The following three sentences, each followed by a discussion and a revision, illustrate the problem with setting up a “neither . . . nor” construction or similar phrasing without careful attention to grammatical integrity.

1. “Data coming from third-party sources can neither be made to comply with the organization’s security guidelines nor can its authenticity be trusted.”

The grammatical confusion in this sentence is akin to that in a sentence in which the wording of a phrase including “not only” and “but also” is incorrectly ordered. (Search “not only . . . but also” on this site for multiple posts about frequently erroneous construction of sentences that include those phrases.)

A “neither . . . nor” construction is not valid when a repeated verb (such as can) follows it; use it (with neither moved after the verb phrase “made to”) only if a single instance of a verb will serve both phrases: “. . . can be made to comply neither with the organization’s security guidelines nor its (something else).” But for this sentence, let cannot take the place of “can neither”: “Data coming from third-party sources cannot be made to comply with the organization’s security guidelines, nor can its authenticity be trusted.”

2. “He does not represent neither goodness nor kindness.”

Here’s another misuse of the “neither . . . nor” construction. Here, it is redundant to not; use one or the other: “He does not represent (either) goodness or kindness” (either is optional) or “He represents neither goodness nor kindness.”

3. “Smith wasn’t lamenting the view, but the decision by Yosemite National Park to change the names of some of the world’s most beloved destinations.”

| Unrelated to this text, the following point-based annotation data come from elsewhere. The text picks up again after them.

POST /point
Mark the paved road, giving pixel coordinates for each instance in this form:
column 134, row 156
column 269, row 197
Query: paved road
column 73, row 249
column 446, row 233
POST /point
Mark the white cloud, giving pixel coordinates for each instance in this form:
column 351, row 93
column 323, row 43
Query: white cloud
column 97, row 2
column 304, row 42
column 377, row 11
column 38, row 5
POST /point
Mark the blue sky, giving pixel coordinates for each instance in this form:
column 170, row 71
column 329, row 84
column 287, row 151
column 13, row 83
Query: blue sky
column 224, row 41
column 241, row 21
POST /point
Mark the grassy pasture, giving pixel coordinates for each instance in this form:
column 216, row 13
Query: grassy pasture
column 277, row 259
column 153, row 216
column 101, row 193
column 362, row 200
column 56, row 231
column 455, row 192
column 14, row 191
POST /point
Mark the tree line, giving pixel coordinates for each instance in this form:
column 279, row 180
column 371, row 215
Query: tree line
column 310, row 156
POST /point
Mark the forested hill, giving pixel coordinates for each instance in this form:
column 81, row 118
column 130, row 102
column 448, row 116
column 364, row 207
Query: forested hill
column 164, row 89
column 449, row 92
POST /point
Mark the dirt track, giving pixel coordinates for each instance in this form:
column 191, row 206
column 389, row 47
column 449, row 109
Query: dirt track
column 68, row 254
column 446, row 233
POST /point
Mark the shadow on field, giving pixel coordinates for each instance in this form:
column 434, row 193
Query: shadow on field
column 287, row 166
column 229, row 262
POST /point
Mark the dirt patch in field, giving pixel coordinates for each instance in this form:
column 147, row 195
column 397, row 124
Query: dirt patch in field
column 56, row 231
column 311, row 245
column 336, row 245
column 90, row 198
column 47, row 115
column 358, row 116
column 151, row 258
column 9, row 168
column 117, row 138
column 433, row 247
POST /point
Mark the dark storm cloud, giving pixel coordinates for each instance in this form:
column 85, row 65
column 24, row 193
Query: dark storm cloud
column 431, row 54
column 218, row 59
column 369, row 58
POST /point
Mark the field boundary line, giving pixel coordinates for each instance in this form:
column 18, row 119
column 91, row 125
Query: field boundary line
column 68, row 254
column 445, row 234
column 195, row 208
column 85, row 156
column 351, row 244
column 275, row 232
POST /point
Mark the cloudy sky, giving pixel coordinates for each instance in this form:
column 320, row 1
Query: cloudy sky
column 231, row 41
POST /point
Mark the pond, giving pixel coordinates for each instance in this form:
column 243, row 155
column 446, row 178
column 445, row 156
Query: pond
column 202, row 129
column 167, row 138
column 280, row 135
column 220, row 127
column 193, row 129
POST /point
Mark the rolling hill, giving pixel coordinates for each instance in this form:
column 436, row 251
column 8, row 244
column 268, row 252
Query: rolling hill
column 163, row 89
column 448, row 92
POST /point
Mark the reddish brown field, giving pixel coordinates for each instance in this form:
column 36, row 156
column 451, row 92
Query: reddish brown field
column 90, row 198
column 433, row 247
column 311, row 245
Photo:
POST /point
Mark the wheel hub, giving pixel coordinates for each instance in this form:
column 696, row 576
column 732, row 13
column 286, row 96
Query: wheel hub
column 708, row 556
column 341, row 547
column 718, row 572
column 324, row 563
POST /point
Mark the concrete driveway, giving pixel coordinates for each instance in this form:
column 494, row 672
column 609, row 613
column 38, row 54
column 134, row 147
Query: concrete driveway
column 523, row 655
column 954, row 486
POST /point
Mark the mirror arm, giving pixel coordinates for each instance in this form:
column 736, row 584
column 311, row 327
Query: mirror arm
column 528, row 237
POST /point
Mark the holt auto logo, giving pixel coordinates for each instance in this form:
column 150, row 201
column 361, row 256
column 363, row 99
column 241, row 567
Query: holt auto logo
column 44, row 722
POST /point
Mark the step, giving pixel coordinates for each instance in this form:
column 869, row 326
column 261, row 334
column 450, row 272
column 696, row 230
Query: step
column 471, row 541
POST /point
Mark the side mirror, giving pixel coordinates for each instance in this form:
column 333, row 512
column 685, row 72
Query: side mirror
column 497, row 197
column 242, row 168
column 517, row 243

As with the first example, this sentence’s problematic grammar resembles that often seen in the erroneous construction of a “not only . . . but also” statement. Here, the verb lamenting should split the contraction wasn’t so that the contrast is clearly stated in “not (this) but (that)” form: “Smith was lamenting not the view but the decision by Yosemite National Park to change the names of some of the world’s most beloved destinations.”